La mise en scène du livre de Kazin avec une tasse de café sur la table est aussi de l’ordre du spectacle, peut-être. Kazin est très sensible aux odeurs de l’enfance avec toute une palette de souvenirs. Aussi les nourritures. 

Au dos du pharmacien sur un présentoir bien en vue à la caisse s’étalent 48 marques de cigarettes. Une petite plaquette artisanale publicitaire comme si tracée à la main déborde un peu sur l’exposition tabagique. Il y est question de santé et de douleurs menstruelles. Je paie pour une boîte de Norshin, du paracétamol, qui sonne comme le nom d’un train de nuit ou d’un rêve boréal foncé.

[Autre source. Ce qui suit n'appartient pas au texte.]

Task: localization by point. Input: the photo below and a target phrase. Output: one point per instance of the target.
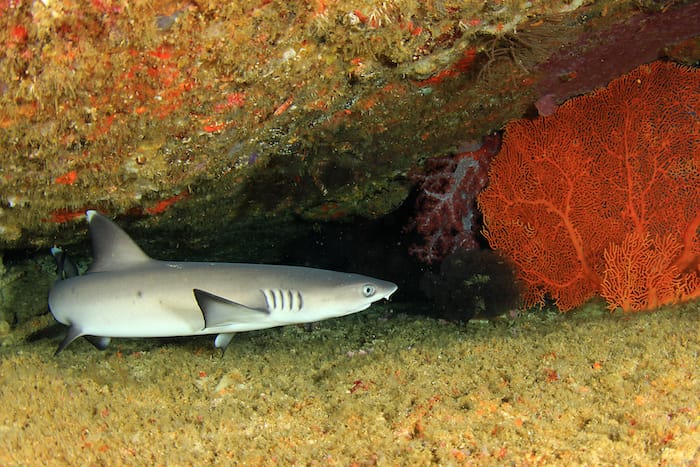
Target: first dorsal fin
(112, 248)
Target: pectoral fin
(72, 334)
(219, 311)
(99, 341)
(222, 341)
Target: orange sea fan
(605, 187)
(641, 274)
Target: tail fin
(65, 268)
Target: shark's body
(125, 293)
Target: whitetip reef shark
(125, 293)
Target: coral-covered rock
(567, 188)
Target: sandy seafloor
(380, 387)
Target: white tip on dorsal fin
(112, 248)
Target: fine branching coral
(604, 195)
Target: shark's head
(354, 293)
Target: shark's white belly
(135, 309)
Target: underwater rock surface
(211, 115)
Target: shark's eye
(368, 290)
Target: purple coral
(447, 215)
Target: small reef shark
(125, 293)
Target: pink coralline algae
(447, 216)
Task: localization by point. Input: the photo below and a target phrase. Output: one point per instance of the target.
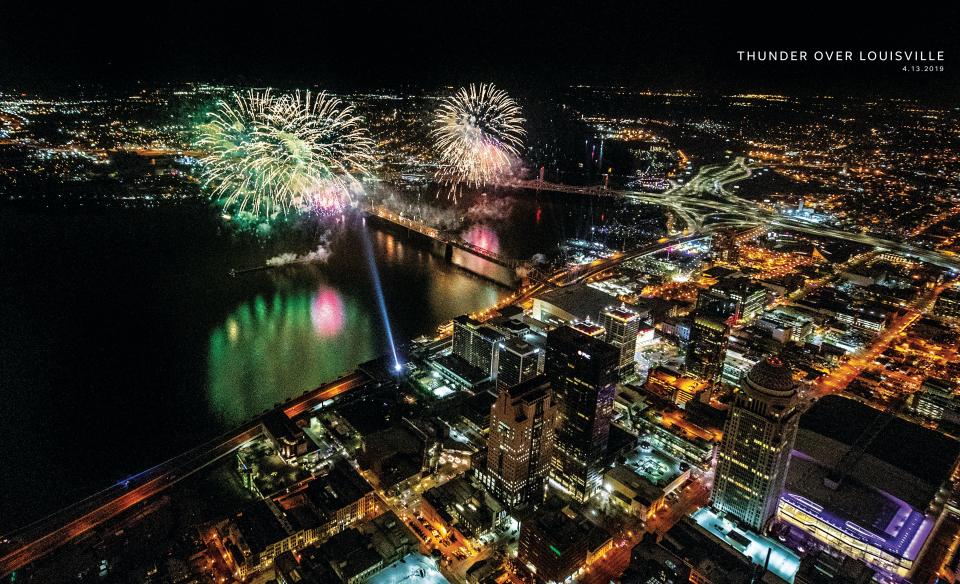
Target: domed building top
(772, 377)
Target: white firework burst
(478, 135)
(267, 154)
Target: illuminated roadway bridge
(443, 237)
(34, 541)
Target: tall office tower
(622, 326)
(477, 344)
(725, 245)
(707, 349)
(733, 299)
(519, 361)
(591, 329)
(757, 438)
(521, 442)
(583, 373)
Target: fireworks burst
(268, 154)
(478, 134)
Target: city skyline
(480, 294)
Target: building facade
(757, 439)
(477, 344)
(583, 373)
(520, 443)
(622, 326)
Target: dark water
(123, 340)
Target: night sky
(370, 45)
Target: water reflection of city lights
(327, 312)
(483, 236)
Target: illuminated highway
(38, 539)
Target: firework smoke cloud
(268, 154)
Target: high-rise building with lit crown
(757, 439)
(520, 443)
(477, 344)
(583, 372)
(707, 350)
(622, 326)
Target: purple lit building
(867, 483)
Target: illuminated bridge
(447, 239)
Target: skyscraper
(519, 360)
(732, 298)
(521, 442)
(621, 326)
(477, 344)
(583, 374)
(708, 347)
(757, 439)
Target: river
(125, 340)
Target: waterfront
(131, 333)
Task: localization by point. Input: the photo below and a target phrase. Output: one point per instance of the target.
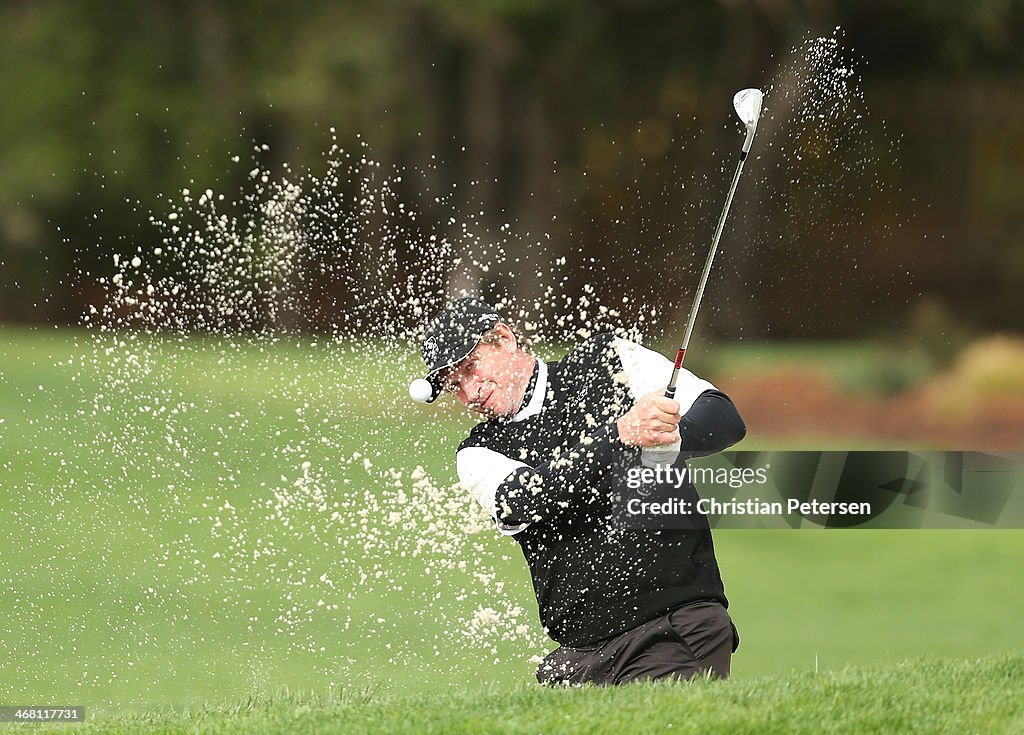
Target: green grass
(916, 696)
(126, 584)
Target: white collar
(537, 399)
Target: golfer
(624, 604)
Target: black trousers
(690, 641)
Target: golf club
(748, 105)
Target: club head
(748, 105)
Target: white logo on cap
(430, 349)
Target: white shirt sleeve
(481, 471)
(647, 371)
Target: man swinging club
(624, 604)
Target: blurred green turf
(125, 579)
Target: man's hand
(651, 422)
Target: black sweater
(548, 475)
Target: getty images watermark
(665, 496)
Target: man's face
(492, 380)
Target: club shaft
(670, 392)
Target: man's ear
(509, 342)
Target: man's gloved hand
(652, 422)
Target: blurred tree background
(584, 114)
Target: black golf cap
(453, 334)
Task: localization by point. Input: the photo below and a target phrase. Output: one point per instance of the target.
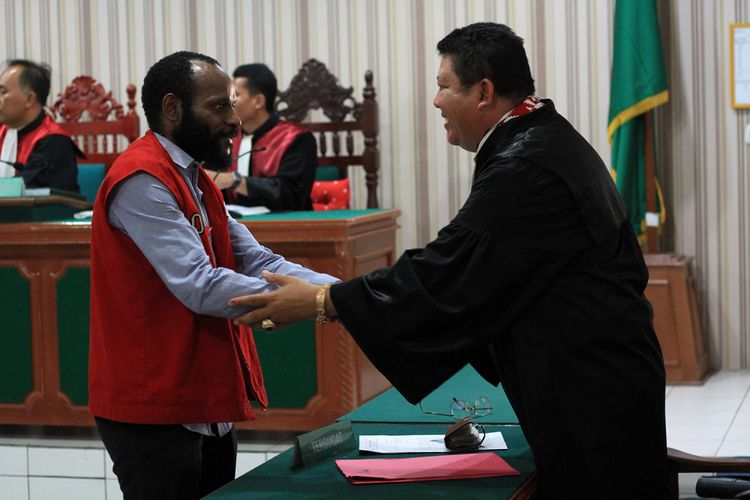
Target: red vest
(27, 142)
(152, 360)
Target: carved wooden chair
(95, 120)
(349, 135)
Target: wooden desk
(390, 414)
(44, 285)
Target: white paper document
(423, 443)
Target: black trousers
(167, 462)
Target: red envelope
(431, 468)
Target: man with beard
(169, 372)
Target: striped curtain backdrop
(569, 43)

Malgré le souci d’éviter ces choses, je suis tombé sur une photo, puis sur le site d’un restaurant-cabaret à Tokyo sur le thème du sumo où les visiteurs - tous blancs sur les clichés - déjeunent de porc pané et assistent à des démonstrations de sumo débité par des combattants à la retraite. Les touristes peuvent mettre la main à pâte et s’engager dans la lutte vêtus d’un vêtement conçu pour être parfaitement ridicule et éviter les contacts physiques directs avec le corps des lutteurs. 

Une brève chute de grêle neigeuse avec vent violent s’est abattu juste au sortir de la station. La température avait dégringolé grave entre le quai lors du transfert à la station Tamagawajosui et plus tard l’attente brève sur le quai de la station Haijima. Quand on est reparti dans la nuit, il ne restait presque rien de ce coup de blizzard.  

Le dispositif photographique du mobile empêche d’obtenir quelque chose d’approchant cette vision aveuglante, signature de Tokyo en hiver, quand pointant directement vers le soleil sur la plateforme à la sortie ouest d’Ikébukuro. La technique impose sa vision.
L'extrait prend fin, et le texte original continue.